NAMI is at a new location
NAMI has just completed moving to larger space at 5025 Castello Drive that enables all services to be under the same roof.
That will go a long way to making sure people get connected to the help they need, Hatch said.
The Sarah Ann Life Skills & Support Center is at the new location which provides social activities and daily lunch, outings and other support. The Sarah Ann program has 35 to 40 core members who participate on a regular basis.
Here’s a breakdown of key service areas:
- Screenings for children who are at risk of or who are already struggling with behavioral health problems and parenting classes and referrals for care.

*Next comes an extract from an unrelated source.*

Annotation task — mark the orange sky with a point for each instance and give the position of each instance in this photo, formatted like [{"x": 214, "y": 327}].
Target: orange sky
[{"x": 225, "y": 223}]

Known as “Health Under Guided Systems, or H.U.G.S. , the service receives funding from the Naples Children & Educational Foundation, founders of the Naples Winter Wine Festival.
- The local chapter has supportive housing specialists who help people overcome barriers for housing and avoid homelessness. The chapter also helps clients get jobs and other resources.
- Florida Self-Directed Care allows program participates to make their own healthcare choices and actively participate in their own recovery with help from life coaches who establish measurable goals.
- CLEAR, which stands for Clearing the Way for Change on Florida, which is a peer-run service for anyone in search of connecting with someone who has experience in mental health recovery.